L’histoire de Sarah va prendre vie sous la plume de l’écrivain dans un récit où la fiction et la réalité vont s’entremêler, où le lecteur va voir se dessiner un jeu de miroir à trois facettes. Ainsi va naître un personnage de fiction nommé Susanne, dont la vie est calquée ou presque sur celle de Sarah, à quelques détails près.
Si au départ, la construction du récit, avec ce personnage double, peut paraître quelque peu confuse, au fil des pages vont apparaitre petit à petit les différences entre Sarah et Suzanne, avec entre les deux, l’écrivain, véritable metteur en scène de la vie de Susanne, qu’il façonne sous le regard de Sarah.

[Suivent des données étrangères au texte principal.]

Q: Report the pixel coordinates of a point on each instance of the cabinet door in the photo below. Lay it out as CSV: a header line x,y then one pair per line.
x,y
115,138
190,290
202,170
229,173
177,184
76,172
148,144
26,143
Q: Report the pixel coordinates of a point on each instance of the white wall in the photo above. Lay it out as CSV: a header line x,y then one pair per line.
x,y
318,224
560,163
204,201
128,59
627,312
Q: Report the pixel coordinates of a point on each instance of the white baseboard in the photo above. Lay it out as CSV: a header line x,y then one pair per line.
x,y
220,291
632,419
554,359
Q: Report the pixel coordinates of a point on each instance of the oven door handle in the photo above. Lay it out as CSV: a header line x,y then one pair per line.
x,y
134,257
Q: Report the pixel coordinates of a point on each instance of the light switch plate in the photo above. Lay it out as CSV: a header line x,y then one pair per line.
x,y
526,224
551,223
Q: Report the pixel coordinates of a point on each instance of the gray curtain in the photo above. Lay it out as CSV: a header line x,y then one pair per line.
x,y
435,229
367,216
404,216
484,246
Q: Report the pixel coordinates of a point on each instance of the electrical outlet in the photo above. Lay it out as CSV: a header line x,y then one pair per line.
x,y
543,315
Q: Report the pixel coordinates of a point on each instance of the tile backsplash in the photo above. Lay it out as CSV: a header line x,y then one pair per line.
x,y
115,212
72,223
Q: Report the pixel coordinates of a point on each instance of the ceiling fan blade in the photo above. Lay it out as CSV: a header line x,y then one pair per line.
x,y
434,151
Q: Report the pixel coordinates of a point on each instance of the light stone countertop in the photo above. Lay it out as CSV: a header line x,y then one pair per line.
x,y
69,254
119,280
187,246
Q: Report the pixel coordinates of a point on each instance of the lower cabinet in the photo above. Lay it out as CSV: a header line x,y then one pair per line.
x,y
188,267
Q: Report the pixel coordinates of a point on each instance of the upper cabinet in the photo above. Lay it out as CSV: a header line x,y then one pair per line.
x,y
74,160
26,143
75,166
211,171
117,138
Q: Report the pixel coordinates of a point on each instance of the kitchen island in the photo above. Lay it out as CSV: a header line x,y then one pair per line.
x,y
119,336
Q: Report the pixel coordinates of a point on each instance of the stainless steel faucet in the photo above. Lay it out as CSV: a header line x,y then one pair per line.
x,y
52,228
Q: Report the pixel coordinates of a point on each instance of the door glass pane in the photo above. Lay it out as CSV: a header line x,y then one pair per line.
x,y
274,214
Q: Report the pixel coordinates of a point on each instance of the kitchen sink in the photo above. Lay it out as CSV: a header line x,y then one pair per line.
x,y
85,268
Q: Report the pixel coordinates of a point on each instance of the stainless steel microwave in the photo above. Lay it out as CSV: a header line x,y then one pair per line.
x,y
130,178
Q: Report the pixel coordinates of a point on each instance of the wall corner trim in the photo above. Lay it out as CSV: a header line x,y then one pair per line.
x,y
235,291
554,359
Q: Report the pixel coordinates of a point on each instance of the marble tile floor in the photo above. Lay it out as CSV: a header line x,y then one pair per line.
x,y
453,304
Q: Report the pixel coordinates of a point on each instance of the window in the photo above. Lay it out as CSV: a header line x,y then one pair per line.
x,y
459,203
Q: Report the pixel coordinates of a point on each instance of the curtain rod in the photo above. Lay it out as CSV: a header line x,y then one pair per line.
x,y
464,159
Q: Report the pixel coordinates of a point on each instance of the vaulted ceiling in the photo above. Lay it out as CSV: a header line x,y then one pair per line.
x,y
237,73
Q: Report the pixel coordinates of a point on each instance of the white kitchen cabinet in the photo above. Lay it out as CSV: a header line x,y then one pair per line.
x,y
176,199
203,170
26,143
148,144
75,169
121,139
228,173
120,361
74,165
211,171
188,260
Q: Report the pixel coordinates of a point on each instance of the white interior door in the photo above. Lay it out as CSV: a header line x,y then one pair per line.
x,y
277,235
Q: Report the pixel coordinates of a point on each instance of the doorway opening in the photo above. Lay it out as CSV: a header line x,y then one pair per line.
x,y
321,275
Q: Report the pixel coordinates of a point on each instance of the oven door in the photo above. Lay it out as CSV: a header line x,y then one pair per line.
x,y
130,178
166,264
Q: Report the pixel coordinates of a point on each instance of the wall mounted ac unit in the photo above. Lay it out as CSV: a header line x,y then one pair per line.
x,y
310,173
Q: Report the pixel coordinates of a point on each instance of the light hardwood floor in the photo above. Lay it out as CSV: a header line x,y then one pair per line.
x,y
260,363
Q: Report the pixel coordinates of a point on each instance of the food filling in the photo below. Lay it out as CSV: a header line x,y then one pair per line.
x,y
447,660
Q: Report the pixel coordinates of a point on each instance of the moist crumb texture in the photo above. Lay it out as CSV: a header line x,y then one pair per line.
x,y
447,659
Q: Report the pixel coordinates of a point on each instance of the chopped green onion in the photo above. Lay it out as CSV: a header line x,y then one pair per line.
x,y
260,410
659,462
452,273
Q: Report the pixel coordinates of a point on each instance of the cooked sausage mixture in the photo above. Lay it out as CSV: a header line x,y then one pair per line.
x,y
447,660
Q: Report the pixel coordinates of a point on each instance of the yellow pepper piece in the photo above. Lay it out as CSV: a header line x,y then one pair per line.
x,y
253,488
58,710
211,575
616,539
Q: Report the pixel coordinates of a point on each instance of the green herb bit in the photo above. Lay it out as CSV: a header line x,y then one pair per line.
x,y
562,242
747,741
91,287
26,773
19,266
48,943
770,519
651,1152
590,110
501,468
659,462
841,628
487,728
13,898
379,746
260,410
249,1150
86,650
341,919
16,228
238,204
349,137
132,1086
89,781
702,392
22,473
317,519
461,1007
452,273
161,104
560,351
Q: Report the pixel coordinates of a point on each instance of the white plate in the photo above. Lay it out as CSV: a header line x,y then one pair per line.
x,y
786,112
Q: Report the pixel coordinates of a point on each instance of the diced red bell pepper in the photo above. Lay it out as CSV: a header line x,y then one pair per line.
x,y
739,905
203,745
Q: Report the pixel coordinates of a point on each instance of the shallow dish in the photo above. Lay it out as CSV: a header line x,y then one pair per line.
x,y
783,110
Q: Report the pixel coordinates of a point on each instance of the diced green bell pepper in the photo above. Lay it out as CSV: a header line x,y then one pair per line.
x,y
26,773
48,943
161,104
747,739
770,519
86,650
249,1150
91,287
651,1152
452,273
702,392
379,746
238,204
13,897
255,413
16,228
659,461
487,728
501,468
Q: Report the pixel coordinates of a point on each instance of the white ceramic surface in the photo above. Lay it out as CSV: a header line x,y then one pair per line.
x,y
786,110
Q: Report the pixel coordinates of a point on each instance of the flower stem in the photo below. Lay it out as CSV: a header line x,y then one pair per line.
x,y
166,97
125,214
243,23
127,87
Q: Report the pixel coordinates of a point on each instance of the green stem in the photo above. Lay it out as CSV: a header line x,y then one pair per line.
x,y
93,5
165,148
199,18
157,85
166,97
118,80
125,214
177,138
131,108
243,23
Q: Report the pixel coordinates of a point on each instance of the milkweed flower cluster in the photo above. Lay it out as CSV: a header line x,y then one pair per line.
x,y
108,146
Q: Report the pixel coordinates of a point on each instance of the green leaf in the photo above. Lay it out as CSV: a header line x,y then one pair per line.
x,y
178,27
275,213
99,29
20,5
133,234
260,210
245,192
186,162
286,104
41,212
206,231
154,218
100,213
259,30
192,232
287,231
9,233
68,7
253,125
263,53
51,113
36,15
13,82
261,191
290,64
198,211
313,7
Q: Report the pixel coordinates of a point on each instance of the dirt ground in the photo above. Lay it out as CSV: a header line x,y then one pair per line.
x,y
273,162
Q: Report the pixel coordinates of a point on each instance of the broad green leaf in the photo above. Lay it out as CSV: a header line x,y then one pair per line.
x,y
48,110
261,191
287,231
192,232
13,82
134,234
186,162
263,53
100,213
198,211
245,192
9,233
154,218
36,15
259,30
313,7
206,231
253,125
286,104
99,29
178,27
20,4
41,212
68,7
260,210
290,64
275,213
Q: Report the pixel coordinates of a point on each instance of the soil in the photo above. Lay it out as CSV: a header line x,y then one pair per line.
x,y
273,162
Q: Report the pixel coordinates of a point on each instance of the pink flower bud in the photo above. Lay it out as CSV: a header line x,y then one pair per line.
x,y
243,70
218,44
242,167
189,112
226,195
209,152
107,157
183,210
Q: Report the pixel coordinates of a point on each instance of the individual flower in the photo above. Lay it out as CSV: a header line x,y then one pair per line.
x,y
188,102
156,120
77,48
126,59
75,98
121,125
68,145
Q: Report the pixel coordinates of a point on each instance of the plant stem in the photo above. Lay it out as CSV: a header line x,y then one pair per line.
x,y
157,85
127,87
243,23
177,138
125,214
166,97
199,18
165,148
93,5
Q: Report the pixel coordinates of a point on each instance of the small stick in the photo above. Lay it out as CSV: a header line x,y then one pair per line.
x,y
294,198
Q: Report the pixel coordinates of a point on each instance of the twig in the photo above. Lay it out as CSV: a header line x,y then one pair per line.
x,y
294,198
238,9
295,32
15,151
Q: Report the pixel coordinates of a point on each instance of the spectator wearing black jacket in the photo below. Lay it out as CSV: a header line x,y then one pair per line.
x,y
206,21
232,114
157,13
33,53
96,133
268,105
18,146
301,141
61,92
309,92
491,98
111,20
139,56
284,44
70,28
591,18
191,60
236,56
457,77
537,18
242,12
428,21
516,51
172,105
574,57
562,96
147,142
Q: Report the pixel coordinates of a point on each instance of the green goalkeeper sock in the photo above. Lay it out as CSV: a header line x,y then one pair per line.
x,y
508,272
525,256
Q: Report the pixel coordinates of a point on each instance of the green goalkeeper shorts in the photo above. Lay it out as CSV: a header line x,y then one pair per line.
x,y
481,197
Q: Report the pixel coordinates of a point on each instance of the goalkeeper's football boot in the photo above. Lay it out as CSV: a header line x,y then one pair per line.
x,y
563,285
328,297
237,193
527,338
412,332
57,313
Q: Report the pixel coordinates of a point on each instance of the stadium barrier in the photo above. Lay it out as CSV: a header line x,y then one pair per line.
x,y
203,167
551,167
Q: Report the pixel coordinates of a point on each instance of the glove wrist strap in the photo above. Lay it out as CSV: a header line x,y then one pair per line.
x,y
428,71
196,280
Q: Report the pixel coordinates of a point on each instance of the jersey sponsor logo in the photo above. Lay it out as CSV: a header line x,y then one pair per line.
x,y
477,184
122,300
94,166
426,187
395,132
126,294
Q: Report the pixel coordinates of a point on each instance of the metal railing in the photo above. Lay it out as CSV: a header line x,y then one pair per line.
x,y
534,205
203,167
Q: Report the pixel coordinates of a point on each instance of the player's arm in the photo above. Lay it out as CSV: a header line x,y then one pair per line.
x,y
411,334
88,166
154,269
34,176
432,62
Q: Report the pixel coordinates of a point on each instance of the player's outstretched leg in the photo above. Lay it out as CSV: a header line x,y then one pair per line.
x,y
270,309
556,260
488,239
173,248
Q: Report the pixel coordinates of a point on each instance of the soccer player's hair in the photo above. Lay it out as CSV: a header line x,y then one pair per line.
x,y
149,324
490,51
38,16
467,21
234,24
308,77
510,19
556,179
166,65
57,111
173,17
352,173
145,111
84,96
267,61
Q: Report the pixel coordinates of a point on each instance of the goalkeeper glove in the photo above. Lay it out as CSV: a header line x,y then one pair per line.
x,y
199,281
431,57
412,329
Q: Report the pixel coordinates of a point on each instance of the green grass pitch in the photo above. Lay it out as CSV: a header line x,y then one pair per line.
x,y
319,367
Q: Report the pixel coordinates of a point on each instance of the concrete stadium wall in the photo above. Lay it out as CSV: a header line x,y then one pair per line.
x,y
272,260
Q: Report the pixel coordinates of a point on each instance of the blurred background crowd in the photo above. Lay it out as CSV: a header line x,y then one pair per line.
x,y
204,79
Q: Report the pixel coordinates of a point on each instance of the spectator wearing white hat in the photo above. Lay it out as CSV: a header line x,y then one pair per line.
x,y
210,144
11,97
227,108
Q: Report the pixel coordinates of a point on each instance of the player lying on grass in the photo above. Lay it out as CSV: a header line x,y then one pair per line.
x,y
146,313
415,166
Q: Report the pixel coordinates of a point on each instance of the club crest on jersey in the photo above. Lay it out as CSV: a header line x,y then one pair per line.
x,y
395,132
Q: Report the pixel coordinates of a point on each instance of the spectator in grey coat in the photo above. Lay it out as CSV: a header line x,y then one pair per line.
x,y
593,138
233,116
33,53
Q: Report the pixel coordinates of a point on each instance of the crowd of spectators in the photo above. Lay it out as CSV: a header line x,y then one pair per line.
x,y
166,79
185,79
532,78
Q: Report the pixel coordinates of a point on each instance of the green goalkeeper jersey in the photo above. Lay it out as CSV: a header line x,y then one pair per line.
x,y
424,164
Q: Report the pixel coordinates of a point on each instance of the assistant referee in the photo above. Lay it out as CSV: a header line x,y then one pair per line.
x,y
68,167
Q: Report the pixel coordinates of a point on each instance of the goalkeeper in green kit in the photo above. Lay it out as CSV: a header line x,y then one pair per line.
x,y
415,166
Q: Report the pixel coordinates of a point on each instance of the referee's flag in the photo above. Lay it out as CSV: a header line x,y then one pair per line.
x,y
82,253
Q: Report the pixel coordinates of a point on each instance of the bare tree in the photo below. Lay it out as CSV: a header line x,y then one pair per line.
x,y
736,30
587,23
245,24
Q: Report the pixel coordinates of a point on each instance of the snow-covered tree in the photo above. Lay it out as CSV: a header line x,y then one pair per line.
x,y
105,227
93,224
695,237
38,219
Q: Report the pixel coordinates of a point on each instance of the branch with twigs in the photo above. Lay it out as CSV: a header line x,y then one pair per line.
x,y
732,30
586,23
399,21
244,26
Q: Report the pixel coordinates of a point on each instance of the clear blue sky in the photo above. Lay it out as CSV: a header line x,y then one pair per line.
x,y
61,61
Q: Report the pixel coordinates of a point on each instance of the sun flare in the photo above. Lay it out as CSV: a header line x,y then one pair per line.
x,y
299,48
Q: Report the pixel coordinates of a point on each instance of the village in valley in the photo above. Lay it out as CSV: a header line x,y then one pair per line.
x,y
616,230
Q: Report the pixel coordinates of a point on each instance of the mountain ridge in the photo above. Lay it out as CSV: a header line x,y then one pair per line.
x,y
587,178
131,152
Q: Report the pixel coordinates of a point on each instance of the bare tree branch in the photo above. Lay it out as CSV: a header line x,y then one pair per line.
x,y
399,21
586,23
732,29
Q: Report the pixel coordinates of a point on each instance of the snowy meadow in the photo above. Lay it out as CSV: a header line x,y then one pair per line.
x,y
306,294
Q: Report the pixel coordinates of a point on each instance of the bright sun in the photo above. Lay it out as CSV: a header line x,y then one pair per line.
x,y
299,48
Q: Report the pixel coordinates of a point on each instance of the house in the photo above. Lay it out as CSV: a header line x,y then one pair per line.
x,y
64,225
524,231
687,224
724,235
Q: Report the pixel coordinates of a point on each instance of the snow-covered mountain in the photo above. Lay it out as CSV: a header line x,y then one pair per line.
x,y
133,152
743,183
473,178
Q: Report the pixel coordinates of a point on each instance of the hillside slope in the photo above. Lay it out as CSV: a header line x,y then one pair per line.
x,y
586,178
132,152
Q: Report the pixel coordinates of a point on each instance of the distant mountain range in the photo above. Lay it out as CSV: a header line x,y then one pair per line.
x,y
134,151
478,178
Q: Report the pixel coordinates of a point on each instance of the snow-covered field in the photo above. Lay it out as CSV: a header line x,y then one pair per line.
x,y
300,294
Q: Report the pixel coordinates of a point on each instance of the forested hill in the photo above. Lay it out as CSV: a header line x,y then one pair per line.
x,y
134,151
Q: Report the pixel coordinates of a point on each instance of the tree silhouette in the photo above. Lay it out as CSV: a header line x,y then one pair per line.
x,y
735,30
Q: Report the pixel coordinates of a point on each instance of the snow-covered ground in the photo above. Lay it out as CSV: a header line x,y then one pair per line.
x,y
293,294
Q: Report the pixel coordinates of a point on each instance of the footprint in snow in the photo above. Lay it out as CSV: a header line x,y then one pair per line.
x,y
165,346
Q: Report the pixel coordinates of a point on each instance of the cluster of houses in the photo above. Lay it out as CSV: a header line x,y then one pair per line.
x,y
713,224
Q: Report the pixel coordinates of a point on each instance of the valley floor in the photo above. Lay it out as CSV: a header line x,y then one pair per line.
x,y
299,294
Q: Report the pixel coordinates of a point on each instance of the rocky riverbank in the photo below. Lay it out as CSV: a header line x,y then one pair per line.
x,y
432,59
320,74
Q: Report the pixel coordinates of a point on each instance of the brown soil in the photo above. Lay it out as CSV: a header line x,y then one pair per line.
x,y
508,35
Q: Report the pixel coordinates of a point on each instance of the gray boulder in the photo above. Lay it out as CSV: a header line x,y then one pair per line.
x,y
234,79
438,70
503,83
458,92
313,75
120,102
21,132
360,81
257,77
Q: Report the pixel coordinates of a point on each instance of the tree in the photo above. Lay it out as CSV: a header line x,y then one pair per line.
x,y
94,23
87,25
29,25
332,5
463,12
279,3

Au-delà de cette astucieuse mise en abyme, il est question dans ce roman de ce qu’est une œuvre en construction, un roman ou une peinture, avec des motifs, des nuances qui se dessinent et qui emportent leur créateur, mais aussi le lecteur… Un lecteur qui se laisse porter par le style toujours aussi élégant et raffiné d’Eric Reinhardt, imaginant cette histoire étonnante, ponctuée de dialogues vifs, extrêmement bien construits et qui sonnent juste, que ce soit entre Sarah et son mari, ou avec ses deux enfants, mais également avec ses colocataires lorsque celle-ci se retrouve installée dans la maison d’une amie.
Sarah, Susanne et l’écrivain est un roman captivant et très ludique dans sa construction, montrant une nouvelle fois des femmes fragiles, aux prises avec des hommes pas toujours bienveillants.
Et comme dans l’amour et les forêts, on se laisse happer par ce récit très dense qui flirte par moment avec le surréalisme, mais qui est au fond, dégage un réalisme assez effrayant.